Dans les années 1980, la RDA communiste ouvre les bras aux ouvriers vietnamiens fuyant la guerre et ses conséquences. Simple force de travail, ils sont censés ne pas avoir d’histoire(s). À moins que…

Il aura finalement fallu bien peu de choses pour transformer complètement la vie des habitants d’un quartier de Berlin. Tout commence par la nécessité pour Minh d’apporter à l’école un « bien culturel » du Vietnam, dont sa famille est originaire.
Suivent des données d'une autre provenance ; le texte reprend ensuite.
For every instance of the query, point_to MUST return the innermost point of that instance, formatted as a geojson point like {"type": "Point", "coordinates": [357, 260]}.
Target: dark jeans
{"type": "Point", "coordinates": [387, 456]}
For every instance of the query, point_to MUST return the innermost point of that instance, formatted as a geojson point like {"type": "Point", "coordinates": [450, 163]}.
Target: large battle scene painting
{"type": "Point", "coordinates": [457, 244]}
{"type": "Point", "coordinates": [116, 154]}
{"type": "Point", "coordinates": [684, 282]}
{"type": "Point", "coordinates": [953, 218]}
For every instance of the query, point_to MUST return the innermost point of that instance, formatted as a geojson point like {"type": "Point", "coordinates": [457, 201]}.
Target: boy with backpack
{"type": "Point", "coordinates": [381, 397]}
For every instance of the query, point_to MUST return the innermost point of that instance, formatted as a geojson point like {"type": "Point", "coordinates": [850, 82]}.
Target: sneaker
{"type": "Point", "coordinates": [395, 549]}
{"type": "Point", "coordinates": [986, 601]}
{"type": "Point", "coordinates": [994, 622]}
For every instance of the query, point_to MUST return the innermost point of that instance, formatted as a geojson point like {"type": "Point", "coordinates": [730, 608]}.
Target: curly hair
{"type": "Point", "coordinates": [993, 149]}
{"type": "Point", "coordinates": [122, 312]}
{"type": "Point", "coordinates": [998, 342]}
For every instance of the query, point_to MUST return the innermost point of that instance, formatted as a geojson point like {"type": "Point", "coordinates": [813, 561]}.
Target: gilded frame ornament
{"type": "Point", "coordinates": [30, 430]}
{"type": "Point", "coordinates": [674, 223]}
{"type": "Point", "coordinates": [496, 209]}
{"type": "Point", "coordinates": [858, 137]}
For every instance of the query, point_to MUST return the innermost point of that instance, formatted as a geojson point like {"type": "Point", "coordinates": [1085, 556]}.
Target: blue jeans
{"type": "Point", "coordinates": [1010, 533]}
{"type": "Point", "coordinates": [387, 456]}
Mais que reste-t-il de cette culture des origines quand on a tout fait pour essayer de s’intégrer ? C’est Hiên, la grand-mère silencieuse, qui fera exister le Vietnam de son enfance pour son petit-fils, grâce à une vieille marionnette de bois qu’elle chérit comme son enfant et protège comme un vieux parent. Mais ce « spectacle » qui dit sa vie va émouvoir et rendre curieux, qui du tissu de la robe de la vieille dame, qui de la technique ancestrale des marionnettes sur l’eau, qui des passerelles de bois éphémères posées entre les maisons comme des ponts entre les cultures… Peu à peu, c’est tout un quartier qui se met à l’heure vietnamienne et apprend la richesse de la rencontre. Et les Vietnamiens de Berlin ne sont pas les derniers à se nourrir de cette petite révolution qui leur fait (re)découvrir leurs racines. La Mélodie familière de la boutique de Sung est un très joli roman aux personnages attachants, dont l’optimisme sur la richesse du multiculturalisme fait chaud au cœur.